Well, given your example of "JKDJFKDJFABCXYZJKDJFKDJF", I was wanting an expression that would allow me to return just "JKDJFKDJF". I would do that by deleting everything from "ABCXYZ" onward (e.g. REReplace with "").
But now that I've examined the string further, it appears I need to do something else. To be more specific, I'm trying to extract the SMTP e-mail addresses from the proxyAddresses attribute field in Active Directory. Here is what a typical proxyAddress attribute looks like:
SMTP:user@exampledomain.com;smtp:user1@exampledomain.com;X400:c=US\;a= \;p=First Organizati\;o=Exchange\;s=lastname\;g=firstname\;i=middleinitial\;
As you can see there are two addresses listed, but some users will have more. I want to be able to extract those from the results of an LDAP query, but I don't want any of the rest of the information... in this case the X400 onward.

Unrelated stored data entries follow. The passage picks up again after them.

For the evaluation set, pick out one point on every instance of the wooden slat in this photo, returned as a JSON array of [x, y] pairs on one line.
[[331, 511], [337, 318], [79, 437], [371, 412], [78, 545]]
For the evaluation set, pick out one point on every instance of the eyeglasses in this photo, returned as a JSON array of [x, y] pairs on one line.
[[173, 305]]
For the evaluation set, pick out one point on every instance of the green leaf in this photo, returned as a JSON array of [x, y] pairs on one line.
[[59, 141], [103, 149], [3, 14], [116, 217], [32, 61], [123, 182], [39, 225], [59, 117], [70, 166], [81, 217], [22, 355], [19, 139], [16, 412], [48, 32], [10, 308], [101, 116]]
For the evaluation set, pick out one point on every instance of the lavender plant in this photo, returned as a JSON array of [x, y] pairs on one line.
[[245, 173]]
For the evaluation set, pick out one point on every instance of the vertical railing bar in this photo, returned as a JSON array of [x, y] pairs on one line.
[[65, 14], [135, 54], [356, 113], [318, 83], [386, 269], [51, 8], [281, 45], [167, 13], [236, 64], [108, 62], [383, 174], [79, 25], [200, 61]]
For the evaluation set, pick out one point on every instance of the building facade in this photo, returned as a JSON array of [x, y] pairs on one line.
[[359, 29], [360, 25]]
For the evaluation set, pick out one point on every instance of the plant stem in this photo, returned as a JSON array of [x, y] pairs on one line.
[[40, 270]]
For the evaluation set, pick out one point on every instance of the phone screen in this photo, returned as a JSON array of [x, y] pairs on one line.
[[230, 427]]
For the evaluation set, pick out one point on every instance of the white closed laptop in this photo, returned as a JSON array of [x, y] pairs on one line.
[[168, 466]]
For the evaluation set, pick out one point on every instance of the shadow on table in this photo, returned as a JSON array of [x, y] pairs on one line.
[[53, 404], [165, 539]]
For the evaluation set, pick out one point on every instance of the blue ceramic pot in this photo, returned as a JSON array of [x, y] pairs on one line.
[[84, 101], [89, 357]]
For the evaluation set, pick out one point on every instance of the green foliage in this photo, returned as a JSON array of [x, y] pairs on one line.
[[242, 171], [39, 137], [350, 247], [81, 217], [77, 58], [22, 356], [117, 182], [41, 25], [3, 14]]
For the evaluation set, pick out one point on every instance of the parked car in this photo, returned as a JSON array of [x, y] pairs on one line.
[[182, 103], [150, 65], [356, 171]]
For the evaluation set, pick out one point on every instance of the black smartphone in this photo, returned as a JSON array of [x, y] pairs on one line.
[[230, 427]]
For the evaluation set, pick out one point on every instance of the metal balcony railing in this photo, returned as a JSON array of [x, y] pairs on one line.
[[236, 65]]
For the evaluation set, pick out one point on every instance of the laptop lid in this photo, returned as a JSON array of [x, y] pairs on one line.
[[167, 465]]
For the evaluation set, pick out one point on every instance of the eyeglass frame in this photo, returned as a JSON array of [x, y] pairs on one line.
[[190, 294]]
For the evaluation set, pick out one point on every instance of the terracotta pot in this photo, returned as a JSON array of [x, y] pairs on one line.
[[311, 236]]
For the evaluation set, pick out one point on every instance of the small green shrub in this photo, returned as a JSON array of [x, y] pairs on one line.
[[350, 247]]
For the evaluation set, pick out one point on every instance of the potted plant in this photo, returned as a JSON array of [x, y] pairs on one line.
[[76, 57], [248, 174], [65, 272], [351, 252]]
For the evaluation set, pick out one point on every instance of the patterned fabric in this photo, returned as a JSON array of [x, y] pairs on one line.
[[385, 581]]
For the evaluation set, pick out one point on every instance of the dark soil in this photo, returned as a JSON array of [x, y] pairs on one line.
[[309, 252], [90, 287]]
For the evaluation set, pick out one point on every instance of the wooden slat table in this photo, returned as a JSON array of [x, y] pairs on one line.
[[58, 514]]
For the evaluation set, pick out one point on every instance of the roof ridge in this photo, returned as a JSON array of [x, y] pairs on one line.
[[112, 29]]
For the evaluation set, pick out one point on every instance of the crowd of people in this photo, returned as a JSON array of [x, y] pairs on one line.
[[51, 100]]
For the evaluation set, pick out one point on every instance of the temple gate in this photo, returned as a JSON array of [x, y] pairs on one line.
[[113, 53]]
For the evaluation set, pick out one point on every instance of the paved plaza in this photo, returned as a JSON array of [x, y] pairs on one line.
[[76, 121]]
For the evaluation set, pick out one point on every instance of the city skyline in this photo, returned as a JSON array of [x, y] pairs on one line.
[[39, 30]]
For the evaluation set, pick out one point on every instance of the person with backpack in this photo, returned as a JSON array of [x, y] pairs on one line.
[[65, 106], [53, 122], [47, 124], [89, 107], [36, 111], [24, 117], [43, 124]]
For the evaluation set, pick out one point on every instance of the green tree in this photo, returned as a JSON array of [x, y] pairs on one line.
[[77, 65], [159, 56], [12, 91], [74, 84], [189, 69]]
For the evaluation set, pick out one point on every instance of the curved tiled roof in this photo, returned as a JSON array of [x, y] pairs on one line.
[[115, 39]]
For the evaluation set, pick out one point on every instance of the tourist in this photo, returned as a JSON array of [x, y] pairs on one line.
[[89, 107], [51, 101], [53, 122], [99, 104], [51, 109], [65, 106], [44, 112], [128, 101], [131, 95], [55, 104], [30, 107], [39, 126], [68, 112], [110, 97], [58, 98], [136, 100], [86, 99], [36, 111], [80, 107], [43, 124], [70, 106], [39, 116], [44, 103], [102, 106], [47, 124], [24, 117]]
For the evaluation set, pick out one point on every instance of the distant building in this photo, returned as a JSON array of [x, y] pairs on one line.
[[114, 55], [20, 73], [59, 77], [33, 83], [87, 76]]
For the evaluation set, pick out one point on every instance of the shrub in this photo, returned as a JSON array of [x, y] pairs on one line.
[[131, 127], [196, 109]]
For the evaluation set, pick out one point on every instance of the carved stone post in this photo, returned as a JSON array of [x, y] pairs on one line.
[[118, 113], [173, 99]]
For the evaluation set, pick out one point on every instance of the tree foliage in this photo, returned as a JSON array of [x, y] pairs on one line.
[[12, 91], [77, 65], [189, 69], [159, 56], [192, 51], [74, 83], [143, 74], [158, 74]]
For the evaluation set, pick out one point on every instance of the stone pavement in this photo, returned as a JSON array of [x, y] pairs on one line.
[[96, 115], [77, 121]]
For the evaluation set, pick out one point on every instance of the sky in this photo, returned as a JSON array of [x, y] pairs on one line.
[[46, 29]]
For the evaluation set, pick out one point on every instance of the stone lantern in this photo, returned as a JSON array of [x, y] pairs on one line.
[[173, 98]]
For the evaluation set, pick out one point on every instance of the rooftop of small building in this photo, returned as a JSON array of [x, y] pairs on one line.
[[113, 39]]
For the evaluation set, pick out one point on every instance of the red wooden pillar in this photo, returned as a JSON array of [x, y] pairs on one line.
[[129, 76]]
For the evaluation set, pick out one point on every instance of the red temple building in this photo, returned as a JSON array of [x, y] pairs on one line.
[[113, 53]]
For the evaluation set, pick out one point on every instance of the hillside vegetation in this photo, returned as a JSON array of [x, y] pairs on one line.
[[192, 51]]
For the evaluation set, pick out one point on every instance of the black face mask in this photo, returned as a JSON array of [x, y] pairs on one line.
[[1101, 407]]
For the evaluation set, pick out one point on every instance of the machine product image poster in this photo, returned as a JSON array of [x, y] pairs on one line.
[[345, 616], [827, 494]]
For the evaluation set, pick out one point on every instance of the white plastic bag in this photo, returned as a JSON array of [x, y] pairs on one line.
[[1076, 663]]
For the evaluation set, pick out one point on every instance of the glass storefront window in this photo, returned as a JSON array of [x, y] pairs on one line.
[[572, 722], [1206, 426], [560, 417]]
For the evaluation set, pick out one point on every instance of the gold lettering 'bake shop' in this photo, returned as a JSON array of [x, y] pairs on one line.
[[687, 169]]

But I just noticed that the order is different for some users... like this:
X400:c=US\;a= \;p=First Organizati\;o=Exchange\;s=lastname\;g=firstname\;i=middleinitial\;;SMTP:user@exampledomain.com;smtp:user1@exampledomain.com
So given that, I clearly can't simply trim everything starting with X400. So now I need something that will match and delete everthing EXCEPT the SMTP addresses (I also don't need the "SMTP:". Or do the reverse and match the email address and delete everything else. But I really have no idea how to do that. From doing some Googling I found this expression which is supposed to be able to match most e-mail addresses:
\b[A-Z0-9._%+-]+@[A-Z0-9.-]+\.[A-Z]{2,4}\b
But I'm not sure how to apply that to my situation.